Con su palabra, Jesús nos enseña a dirigirnos al Padre suplicando misericordia; con su ejemplo, a comprender y perdonar a nuestros semejantes
I. Padre, perdónanos nuestras
ofensas, pedimos todos los días en el Padrenuestro.
Somos
pecadores, y si decimos que no tenemos pecado, nos engañamos a nosotros mismos,
y la verdad no está en nosotros (1), escribe San Juan en su primera Carta. La
universalidad del pecado aparece con frecuencia en el Antiguo Testamento (2) y
es enseñada también en el Nuevo (3).
Cada día
tenemos necesidad de pedir perdón al Señor por nuestras faltas y pecados. Le
ofendemos quizá en cosas pequeñas y sin una expresa voluntariedad actual, con
nuestras acciones y con omisiones; de pensamiento, de palabra y de obra. «Lo
que la revelación nos dice coincide con la experiencia. El hombre, cuando
examina su corazón, comprueba su tendencia al mal, se ve anegado por muchos
males. Esto explica la división íntima del hombre» (4).
Hoy,
mientras hacemos nuestra oración con el Señor, y a lo largo del día, podemos
hacer nuestra aquella jaculatoria del publicano que no se atrevía a levantar la
vista en el Templo, y que reconocía, como nosotros. haber ofendido al Señor:
¡Oh Dios! _decía, lleno de humildad y de arrepentimiento_, ¡ten compasión de
mí, que soy un pecador! (5). ¡Cuánto bien nos puede hacer esta breve oración,
repetida con un corazón humilde! La puso el Señor en boca del publicano de la
parábola, pero para que la repitiéramos nosotros.
Muchas
veces, los hombres suelen confundir el pecado con sus consecuencias. Y les
entristece entonces el fracaso que introduce en su vida personal, o la
humillación de haber faltado a un deber o los daños producidos a otras
personas. Ven el pecado en relación a su propio ideal roto o al mal causado a
otros.
Sin embargo,
no hay pecado sino en cuanto ofensa a Dios; secundariamente, también en
relación a uno mismo, a los demás y a toda la sociedad. He pecado contra Yahvé
(6), afirma el rey David cuando se da cuenta del delito que cometió contra
Urías. Había cometido un adulterio, procurando después la muerte, de forma
vergonzosa, al marido de la adúltera, un amigo y uno de sus mejores generales.

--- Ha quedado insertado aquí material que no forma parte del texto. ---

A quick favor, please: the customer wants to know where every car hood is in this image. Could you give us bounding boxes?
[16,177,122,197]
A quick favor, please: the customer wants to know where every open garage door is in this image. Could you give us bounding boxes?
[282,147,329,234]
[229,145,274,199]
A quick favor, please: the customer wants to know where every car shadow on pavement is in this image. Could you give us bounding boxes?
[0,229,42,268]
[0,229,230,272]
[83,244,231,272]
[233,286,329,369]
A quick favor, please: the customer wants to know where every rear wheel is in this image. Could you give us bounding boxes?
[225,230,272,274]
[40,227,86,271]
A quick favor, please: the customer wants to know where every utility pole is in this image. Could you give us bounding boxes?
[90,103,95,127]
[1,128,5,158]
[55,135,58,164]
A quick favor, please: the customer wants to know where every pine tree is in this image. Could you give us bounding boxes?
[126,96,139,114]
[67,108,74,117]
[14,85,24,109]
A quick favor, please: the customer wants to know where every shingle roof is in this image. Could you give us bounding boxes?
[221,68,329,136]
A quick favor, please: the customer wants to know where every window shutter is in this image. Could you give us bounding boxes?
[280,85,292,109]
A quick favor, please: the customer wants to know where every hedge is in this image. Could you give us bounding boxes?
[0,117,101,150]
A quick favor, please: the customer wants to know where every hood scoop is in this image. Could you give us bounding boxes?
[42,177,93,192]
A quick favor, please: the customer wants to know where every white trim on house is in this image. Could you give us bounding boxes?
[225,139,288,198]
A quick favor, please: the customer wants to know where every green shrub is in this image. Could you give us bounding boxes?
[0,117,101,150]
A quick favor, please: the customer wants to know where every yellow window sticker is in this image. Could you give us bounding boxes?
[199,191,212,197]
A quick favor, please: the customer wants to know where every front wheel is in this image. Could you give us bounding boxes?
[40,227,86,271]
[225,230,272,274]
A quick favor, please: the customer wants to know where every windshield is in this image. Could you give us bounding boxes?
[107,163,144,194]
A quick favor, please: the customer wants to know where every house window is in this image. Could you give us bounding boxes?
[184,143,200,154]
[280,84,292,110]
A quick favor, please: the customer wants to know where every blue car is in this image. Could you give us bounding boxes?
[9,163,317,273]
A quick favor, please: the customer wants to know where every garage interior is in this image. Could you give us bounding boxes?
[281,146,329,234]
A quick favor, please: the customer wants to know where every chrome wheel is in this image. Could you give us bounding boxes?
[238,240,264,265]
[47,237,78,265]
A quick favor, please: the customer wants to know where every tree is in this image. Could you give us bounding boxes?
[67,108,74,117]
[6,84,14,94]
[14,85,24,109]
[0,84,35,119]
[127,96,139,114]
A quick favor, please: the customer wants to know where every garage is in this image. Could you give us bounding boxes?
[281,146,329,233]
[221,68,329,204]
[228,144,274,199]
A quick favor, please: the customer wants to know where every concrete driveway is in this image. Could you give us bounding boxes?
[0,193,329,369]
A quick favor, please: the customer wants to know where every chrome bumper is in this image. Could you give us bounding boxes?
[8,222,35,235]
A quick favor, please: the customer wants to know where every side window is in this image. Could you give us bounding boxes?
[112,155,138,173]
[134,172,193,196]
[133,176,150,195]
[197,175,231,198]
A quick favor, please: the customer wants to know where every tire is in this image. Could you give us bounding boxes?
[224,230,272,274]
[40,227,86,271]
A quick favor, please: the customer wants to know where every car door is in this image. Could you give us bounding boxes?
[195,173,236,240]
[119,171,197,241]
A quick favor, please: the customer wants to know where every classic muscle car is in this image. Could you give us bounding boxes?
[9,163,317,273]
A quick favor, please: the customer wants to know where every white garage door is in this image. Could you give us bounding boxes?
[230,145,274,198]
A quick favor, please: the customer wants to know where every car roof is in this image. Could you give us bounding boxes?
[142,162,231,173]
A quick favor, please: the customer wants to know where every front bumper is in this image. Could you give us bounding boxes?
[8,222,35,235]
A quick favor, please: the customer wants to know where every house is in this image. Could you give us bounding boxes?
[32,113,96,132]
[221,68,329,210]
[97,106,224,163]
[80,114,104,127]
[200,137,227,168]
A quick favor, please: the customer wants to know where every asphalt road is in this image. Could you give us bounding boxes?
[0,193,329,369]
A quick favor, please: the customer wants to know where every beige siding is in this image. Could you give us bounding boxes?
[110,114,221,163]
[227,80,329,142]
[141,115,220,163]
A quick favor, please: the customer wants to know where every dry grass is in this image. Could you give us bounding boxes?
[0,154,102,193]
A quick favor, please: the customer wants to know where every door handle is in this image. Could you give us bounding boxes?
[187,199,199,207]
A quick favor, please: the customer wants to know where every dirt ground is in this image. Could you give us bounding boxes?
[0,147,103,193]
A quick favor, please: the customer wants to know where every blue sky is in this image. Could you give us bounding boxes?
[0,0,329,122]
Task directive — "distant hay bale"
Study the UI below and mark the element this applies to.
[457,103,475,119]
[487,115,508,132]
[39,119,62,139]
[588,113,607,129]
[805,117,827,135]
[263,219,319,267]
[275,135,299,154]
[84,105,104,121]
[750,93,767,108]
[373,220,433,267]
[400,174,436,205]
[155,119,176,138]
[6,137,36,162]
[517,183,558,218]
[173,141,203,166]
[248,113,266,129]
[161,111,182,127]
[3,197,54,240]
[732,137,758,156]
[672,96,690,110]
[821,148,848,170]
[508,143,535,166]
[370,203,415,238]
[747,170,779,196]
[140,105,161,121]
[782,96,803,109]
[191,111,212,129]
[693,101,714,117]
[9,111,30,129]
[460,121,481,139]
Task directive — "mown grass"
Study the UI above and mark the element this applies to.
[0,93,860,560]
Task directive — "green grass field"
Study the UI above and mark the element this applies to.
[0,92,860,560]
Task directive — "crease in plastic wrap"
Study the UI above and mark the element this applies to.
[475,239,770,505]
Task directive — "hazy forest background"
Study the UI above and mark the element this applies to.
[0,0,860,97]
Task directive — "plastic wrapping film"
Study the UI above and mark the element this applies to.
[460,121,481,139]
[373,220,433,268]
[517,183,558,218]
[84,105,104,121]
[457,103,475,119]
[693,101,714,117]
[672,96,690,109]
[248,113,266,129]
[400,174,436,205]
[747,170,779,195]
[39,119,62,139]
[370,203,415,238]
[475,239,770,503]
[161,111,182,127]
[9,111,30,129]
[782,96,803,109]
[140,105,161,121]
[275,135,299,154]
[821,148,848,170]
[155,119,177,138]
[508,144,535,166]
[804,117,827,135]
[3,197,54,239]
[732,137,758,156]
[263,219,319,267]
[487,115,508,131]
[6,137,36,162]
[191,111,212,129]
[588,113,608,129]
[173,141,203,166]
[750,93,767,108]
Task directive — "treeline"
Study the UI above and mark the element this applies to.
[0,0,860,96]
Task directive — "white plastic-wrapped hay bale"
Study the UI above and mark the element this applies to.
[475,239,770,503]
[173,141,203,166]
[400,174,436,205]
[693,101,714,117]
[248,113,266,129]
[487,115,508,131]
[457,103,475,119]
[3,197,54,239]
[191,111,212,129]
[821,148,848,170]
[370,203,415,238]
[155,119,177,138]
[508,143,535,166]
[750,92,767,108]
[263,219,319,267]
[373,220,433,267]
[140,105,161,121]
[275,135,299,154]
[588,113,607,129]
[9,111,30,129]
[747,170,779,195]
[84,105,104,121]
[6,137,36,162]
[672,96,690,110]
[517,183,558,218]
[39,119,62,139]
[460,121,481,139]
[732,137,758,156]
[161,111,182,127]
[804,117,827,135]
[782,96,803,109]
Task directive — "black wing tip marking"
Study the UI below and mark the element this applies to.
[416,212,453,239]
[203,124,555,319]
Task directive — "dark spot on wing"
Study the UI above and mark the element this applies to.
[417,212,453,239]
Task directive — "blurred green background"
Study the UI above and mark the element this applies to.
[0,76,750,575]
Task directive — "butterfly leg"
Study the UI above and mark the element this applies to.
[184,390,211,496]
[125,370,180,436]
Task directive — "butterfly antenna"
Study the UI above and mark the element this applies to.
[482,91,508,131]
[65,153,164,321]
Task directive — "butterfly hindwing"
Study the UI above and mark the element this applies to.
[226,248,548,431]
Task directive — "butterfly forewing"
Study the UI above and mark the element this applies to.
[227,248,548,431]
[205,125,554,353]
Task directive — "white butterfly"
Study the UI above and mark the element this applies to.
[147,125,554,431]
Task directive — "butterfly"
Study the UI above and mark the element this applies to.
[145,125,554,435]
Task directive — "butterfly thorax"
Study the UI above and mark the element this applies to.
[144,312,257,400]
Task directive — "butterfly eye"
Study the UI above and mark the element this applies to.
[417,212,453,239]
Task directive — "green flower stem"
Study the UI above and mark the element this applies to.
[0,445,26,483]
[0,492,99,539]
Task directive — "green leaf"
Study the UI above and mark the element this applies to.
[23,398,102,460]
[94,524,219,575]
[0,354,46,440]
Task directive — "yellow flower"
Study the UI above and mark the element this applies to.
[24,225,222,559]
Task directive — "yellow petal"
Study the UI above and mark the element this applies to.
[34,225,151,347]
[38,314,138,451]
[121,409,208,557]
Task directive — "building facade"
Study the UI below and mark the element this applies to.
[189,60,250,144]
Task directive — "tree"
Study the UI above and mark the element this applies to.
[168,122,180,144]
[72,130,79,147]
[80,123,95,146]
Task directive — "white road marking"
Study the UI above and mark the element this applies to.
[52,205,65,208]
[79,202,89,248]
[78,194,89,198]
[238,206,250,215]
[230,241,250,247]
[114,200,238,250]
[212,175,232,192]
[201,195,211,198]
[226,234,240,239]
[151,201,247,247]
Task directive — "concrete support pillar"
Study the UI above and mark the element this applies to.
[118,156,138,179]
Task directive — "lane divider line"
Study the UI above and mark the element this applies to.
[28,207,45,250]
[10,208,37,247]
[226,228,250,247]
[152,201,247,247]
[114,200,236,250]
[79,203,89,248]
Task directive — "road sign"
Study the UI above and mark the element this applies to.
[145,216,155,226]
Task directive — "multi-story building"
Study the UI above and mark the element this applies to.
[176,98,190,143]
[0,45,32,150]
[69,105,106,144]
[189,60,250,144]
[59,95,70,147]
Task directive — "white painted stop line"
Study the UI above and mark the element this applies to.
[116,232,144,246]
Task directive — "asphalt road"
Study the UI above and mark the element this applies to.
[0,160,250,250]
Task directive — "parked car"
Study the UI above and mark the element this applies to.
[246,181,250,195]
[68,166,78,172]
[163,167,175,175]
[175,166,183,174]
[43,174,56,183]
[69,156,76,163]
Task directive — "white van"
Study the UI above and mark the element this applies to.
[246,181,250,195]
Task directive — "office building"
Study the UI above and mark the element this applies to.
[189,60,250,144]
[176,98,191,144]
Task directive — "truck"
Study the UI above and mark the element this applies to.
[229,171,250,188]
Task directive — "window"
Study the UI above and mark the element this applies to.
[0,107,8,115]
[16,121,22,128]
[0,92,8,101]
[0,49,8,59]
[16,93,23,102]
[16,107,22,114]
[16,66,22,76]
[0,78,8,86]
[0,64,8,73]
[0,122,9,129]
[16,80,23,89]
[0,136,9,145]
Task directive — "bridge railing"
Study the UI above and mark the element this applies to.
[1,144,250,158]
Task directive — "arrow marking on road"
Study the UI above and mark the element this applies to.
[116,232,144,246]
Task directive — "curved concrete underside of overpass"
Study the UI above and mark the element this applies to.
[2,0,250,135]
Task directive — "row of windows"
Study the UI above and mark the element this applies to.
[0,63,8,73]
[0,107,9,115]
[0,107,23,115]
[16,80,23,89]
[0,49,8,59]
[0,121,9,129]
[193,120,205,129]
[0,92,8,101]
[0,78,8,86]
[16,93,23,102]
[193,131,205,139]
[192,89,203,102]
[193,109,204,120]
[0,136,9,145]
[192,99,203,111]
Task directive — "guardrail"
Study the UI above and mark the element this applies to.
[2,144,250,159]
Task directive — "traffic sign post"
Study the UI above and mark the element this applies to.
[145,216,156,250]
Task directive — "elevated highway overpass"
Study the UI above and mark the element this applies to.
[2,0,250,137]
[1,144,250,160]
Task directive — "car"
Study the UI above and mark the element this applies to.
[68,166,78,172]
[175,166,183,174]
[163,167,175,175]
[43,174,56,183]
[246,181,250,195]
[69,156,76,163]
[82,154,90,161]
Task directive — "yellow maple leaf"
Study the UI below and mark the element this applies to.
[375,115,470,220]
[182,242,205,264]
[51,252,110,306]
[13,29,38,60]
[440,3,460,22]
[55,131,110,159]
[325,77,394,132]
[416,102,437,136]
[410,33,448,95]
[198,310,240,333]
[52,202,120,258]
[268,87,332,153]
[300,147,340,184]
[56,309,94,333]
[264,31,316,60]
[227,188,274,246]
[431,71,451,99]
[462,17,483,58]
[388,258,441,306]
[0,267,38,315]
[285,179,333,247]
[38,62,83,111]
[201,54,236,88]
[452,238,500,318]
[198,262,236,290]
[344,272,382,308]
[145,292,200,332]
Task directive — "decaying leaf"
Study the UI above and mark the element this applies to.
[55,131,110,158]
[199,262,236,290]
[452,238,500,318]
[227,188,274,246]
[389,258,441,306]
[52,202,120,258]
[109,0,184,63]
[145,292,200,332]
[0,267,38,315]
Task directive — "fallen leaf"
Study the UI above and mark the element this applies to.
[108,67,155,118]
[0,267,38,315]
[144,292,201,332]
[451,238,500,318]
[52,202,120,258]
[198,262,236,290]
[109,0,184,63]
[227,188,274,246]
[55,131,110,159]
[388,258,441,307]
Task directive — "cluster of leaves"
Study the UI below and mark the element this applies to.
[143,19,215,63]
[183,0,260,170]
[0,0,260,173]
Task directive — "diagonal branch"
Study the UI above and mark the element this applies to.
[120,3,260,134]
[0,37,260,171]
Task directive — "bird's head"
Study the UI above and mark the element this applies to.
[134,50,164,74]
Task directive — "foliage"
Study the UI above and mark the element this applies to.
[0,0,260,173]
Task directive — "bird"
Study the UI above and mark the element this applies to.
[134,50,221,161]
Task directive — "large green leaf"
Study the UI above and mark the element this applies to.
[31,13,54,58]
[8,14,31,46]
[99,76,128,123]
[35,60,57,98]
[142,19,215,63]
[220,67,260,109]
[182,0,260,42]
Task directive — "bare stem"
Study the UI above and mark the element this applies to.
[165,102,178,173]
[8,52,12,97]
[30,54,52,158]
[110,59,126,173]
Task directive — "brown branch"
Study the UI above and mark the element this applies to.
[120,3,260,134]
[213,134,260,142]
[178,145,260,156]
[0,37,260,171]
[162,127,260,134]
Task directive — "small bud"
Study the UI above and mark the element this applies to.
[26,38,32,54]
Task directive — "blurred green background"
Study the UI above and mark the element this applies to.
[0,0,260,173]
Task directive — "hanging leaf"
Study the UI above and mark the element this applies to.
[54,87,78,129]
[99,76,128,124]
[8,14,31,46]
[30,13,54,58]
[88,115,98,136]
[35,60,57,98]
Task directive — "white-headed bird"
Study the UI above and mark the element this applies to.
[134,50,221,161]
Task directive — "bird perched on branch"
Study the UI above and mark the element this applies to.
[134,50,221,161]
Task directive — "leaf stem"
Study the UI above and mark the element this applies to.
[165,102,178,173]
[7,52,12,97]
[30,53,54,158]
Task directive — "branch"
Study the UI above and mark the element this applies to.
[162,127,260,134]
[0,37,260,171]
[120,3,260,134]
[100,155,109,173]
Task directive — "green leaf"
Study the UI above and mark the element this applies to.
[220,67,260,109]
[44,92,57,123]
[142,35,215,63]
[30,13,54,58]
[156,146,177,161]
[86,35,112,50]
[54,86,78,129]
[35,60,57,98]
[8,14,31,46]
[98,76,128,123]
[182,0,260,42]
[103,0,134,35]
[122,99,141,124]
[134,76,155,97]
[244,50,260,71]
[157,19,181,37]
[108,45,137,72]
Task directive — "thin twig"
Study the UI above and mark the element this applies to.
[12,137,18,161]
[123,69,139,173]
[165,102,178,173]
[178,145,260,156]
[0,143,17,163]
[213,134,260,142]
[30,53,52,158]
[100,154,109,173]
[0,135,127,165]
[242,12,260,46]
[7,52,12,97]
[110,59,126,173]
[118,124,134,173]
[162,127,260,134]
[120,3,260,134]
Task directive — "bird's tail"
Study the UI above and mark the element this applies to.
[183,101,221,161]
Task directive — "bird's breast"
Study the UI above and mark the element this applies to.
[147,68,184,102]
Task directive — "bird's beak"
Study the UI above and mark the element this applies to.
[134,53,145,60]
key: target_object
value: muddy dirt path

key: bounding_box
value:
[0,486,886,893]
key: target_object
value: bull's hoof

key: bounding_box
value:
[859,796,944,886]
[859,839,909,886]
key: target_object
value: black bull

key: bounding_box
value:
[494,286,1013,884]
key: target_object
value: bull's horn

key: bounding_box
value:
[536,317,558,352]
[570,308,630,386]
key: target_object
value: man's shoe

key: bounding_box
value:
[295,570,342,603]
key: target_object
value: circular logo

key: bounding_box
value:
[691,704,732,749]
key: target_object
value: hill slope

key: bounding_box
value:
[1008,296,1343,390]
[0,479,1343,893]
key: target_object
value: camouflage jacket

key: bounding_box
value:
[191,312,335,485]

Sin embargo, el adulterio, el crimen perpetrado, el abuso de poder, el
escándalo dado al pueblo, por graves que hubieran sido, los juzgaba superados
en malicia por la ofensa a Dios.
Del
incumplimiento de la ley pueden derivarse desastres y sufrimientos, pero pecado
propiamente sólo existe ante Dios. He pecado contra el Cielo y contra Ti (7),
proclamará el hijo pródigo cuando vuelve arrepentido a la casa paterna. «Sin
estas palabras: He pecado, el hombre no puede entrar verdaderamente en el
misterio de la muerte y de la resurrección de Cristo, para sacar de ella los
frutos de la redención y de la gracia. Estas son palabras_clave. Evidencian
sobre todo la gran apertura interior del hombre hacia Dios: Padre, he pecado
contra Ti ( … ).
»El
Salmista habla aún más claramente: Tibi soli peccavi, contra Ti sólo pequé (Sal
50, 6).
»Ese
"Tibi soli" no anula las demás dimensiones del mal moral, como es el
pecado en relación a la comunidad humana. Sin embargo, "el pecado" es
un mal moral de modo principal y definitivo en relación con Dios mismo, con el
Padre en el Hijo. Así, pues, el mundo (contemporáneo) y el príncipe de este
mundo trabajan muchísimo para anular y aniquilar este aspecto en el hombre.
»En
cambio, la Iglesia ( … ) trabaja sobre todo para que cada uno de los hombres se
encuentre a sí mismo con el propio pecado ante Dios solo, y en consecuencia
para que acoja la penitencia salvífica del perdón contenida en la pasión y en
la resurrección de Cristo» (8).
¡Qué gran
don del Cielo es poder reconocer nuestros pecados, sin excusas ni mentiras, y
acercarnos hasta la fuente inagotable de la misericordia divina y poder decir:
Padre, perdónanos nuestras ofensas! ¡Qué paz tan grande da el Señor!
II. No basta con reconocer
nuestros pecados, «es preciso que su recuerdo sea doloroso y amargo, que hiera
el corazón, que mueva el alma al arrepentimiento; de modo que, sintiéndonos
angustiados interiormente, nos movamos a recurrir a Dios nuestro Padre,
pidiéndole con humildad que nos saque las espinas de los pecados, clavadas en
nuestra alma» (9).
El Señor
está dispuesto a perdonarlo todo de todos. Al que viene a Mí _nos dice_ Yo no
lo echaré fuera (10). No es voluntad de vuestro Padre que está en los cielos
_nos enseña en otro lugar- que se pierda ni uno solo de estos pequeñuelos (11).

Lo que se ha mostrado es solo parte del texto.